A nice feature of the SBAC is that students may be assessed for shorter periods of the day over a long period of time, allowing for less disruption in the learning environment. Each school has scheduled its assessment period in the next several weeks. Parents might want to check with the schools their children are in to know when that school assessment window will be.
Half of the country is using the SBAC, as opposed to only the Northeast using the NECAP (New England Common Assessment Program). Over time, the larger grouping will allow for better comparisons of data. The other half of the country is using another assessment, which goes by the acronym PARC.
As this is the first year of the SBAC, there is much trial and error in administering it. Until we all take it, we are not completely sure we have the bandwidth to meet our needs, for example. Students may be asked to perform technological skills they may not yet have been exposed to. Thus, this first year is a trial year, with the likely result across the state of not very good results on content, as we are likely evaluating computer skills and access instead. Also, the SBAC results cannot be compared to the NECAP results as they assess different things.
We are fortunate in Vermont that our Secretary of Education Rebecca Holcombe and our State Board of Education (SBE) understand that this needs to be a pilot year. In mid-March, the SBE issued a statement that SBAC results will not be used this first year in school identification under No Child Left Behind. This allows us to focus on learning about the test and identifying our needs, while giving students an opportunity to also try it out. We appreciate this consideration.
Assessments such as the SBAC are useful tools to let us know if the initiatives we have in place are meeting the needs of our students. This particular assessment will be able to give us this feedback much earlier, in the summer after a spring assessment for example, rather than a year later. SBAC will also be able to tell us more information on individual student growth.

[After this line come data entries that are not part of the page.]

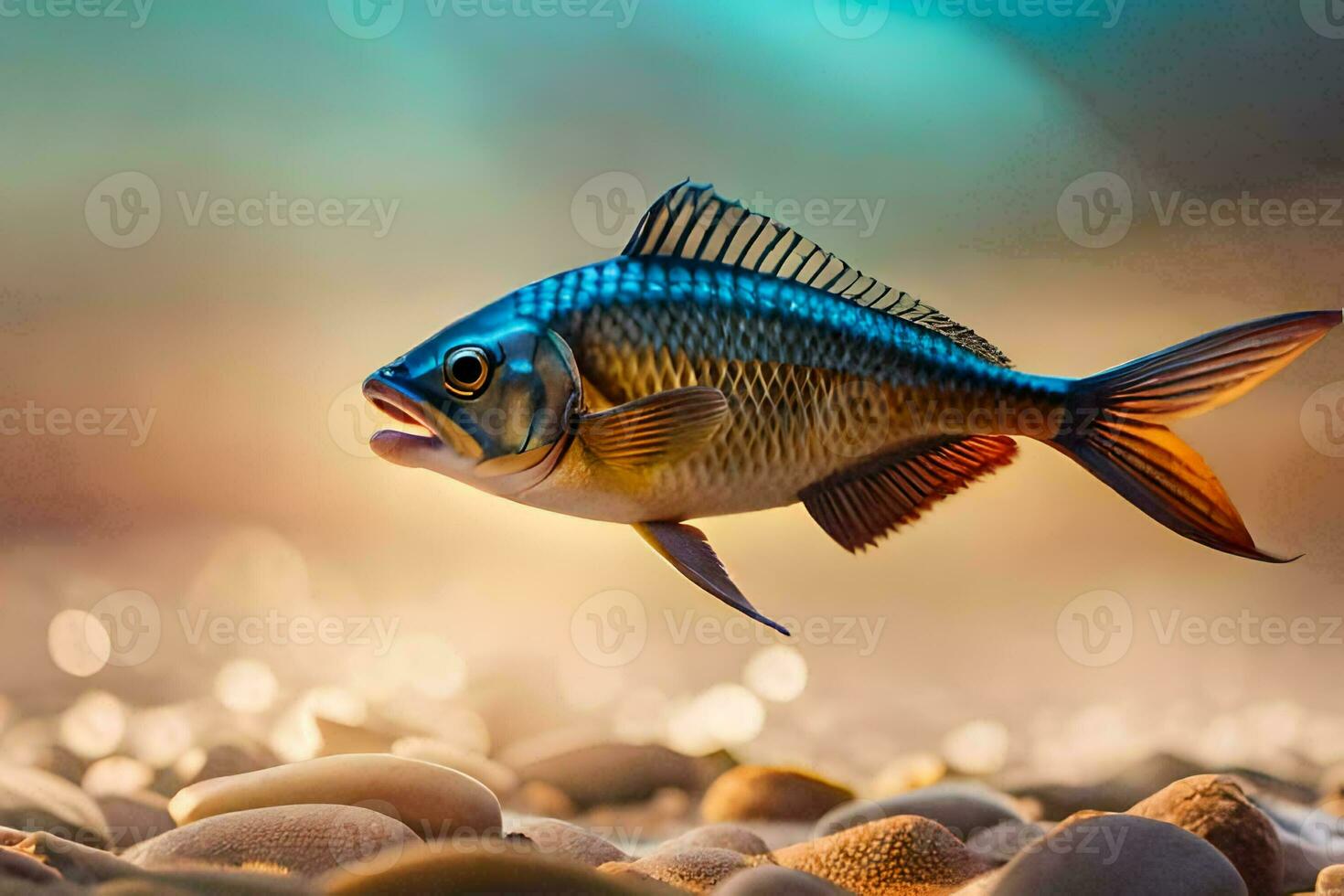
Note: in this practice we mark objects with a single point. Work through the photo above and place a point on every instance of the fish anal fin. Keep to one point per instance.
(857, 508)
(692, 222)
(689, 554)
(655, 429)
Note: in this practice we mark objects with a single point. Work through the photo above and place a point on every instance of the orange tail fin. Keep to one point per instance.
(1123, 443)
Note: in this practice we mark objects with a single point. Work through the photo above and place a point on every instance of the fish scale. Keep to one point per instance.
(815, 384)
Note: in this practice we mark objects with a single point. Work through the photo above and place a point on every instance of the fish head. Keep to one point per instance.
(495, 392)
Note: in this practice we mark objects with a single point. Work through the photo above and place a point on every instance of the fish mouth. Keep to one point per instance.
(398, 445)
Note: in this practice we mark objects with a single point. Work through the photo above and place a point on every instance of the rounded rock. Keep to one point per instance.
(697, 869)
(1115, 855)
(773, 880)
(460, 870)
(433, 801)
(905, 853)
(961, 807)
(304, 840)
(750, 793)
(554, 837)
(34, 799)
(1217, 809)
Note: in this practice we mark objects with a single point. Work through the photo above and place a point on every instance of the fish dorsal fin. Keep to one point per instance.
(857, 508)
(692, 222)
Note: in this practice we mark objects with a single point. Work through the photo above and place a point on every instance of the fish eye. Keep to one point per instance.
(465, 371)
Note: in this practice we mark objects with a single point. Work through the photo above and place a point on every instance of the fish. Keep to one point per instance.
(723, 363)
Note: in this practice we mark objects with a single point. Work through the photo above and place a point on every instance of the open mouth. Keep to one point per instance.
(402, 409)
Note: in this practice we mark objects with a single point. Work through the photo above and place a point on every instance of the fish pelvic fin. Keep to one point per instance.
(1121, 438)
(655, 429)
(689, 554)
(862, 506)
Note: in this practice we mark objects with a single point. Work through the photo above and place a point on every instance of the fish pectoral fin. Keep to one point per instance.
(859, 507)
(688, 552)
(664, 426)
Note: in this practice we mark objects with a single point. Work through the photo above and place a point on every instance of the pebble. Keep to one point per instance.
(134, 817)
(35, 799)
(963, 807)
(554, 837)
(461, 870)
(1217, 809)
(433, 801)
(722, 836)
(773, 880)
(771, 795)
(697, 869)
(500, 779)
(613, 773)
(1331, 881)
(1115, 855)
(304, 840)
(900, 855)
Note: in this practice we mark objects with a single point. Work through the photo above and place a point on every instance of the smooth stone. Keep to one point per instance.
(20, 865)
(554, 837)
(540, 798)
(773, 880)
(695, 868)
(1217, 809)
(722, 836)
(303, 840)
(613, 773)
(211, 881)
(35, 799)
(900, 855)
(500, 779)
(466, 870)
(136, 817)
(434, 801)
(961, 807)
(771, 795)
(1115, 855)
(225, 759)
(1117, 793)
(340, 739)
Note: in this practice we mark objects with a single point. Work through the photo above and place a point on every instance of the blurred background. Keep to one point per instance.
(218, 218)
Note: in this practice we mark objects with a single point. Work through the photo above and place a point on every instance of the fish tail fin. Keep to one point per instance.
(1120, 437)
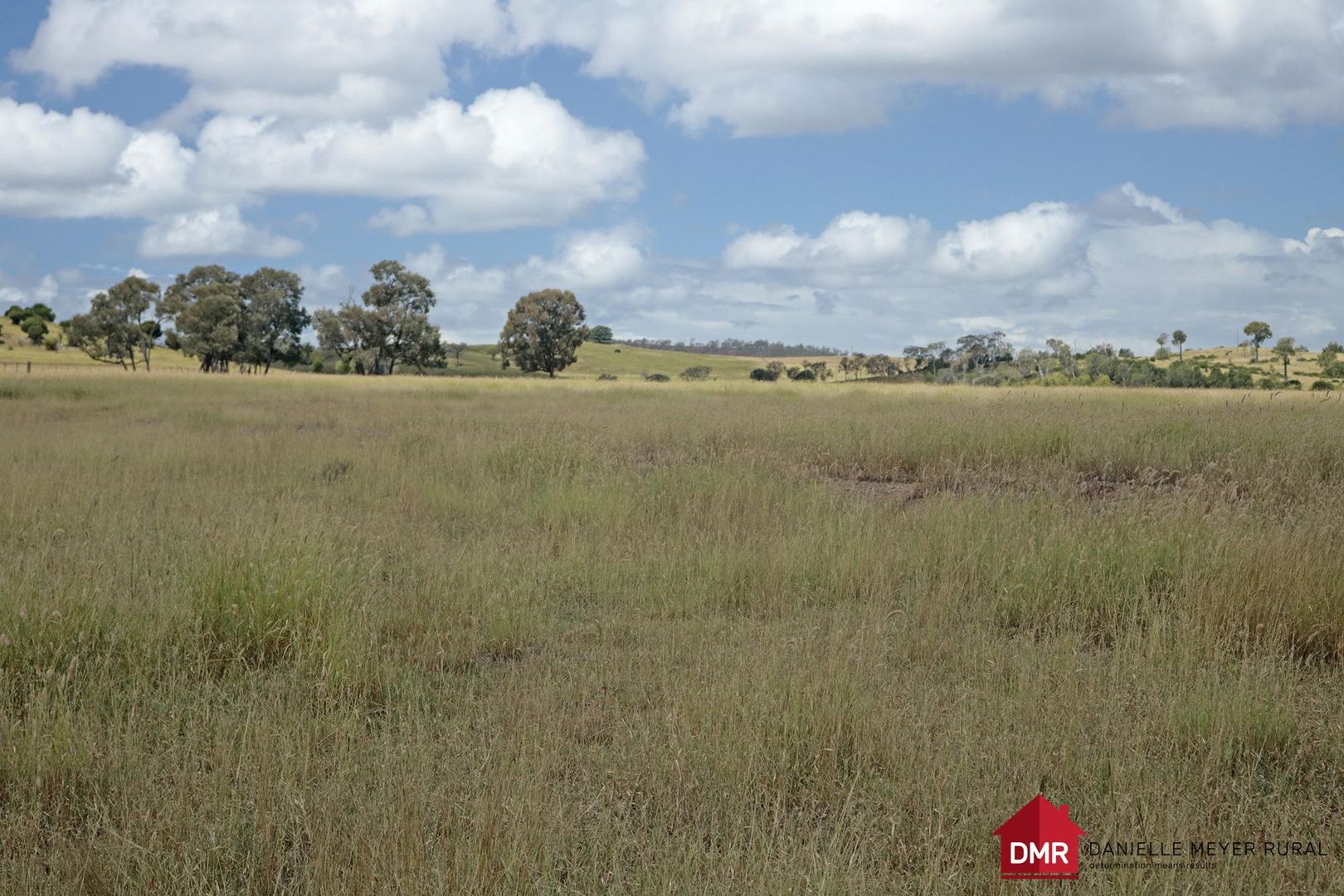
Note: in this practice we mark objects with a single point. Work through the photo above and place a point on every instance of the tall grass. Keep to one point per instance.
(319, 635)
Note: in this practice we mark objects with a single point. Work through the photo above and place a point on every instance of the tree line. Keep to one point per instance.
(733, 347)
(253, 321)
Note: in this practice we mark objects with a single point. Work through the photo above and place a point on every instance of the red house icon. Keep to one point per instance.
(1040, 843)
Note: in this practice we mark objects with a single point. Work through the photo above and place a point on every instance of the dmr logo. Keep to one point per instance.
(1040, 843)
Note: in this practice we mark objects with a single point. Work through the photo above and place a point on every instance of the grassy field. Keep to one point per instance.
(1304, 367)
(348, 635)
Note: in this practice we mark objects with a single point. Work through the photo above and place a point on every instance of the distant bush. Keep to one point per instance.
(35, 328)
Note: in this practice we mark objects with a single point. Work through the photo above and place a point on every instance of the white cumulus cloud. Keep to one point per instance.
(217, 231)
(785, 66)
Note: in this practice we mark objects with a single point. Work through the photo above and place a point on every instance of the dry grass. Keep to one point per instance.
(323, 635)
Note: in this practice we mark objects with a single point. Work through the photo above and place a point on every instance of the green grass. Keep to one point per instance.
(17, 348)
(342, 635)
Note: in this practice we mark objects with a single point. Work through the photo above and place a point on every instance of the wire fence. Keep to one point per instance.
(78, 370)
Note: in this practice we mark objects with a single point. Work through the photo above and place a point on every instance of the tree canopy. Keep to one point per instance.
(390, 327)
(543, 332)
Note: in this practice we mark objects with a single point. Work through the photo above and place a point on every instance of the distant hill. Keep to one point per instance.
(737, 348)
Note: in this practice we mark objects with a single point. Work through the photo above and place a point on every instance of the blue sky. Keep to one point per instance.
(849, 175)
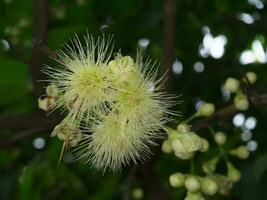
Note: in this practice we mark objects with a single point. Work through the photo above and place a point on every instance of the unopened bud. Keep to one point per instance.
(208, 186)
(241, 101)
(192, 184)
(67, 133)
(252, 77)
(184, 156)
(183, 128)
(52, 90)
(241, 152)
(232, 84)
(166, 146)
(186, 143)
(220, 138)
(194, 196)
(138, 193)
(206, 110)
(223, 183)
(232, 173)
(177, 180)
(204, 145)
(210, 166)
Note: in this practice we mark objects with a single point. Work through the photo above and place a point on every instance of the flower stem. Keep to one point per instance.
(222, 152)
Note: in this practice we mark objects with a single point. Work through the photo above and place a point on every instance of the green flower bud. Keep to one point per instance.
(206, 110)
(220, 138)
(183, 128)
(224, 185)
(232, 173)
(177, 180)
(204, 145)
(184, 156)
(186, 143)
(241, 152)
(52, 90)
(194, 196)
(138, 193)
(241, 101)
(192, 183)
(166, 146)
(232, 84)
(208, 186)
(210, 166)
(252, 77)
(172, 133)
(70, 134)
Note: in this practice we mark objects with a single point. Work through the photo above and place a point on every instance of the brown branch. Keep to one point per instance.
(256, 101)
(41, 29)
(18, 137)
(26, 121)
(168, 40)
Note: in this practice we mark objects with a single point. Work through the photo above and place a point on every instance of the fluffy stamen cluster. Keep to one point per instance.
(117, 103)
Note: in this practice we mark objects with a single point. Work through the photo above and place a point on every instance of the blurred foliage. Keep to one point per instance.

That said, large group assessments such as SBAC are also not intended to be “high stakes” assessments and should not be looked at in isolation or become the focus of instruction. In Rutland Northeast, we are committed to developing character, competence, creativity and community in our students, with a breadth of educational opportunities that give our students skills and develop their talent. The assessment is only one measure of support in this process.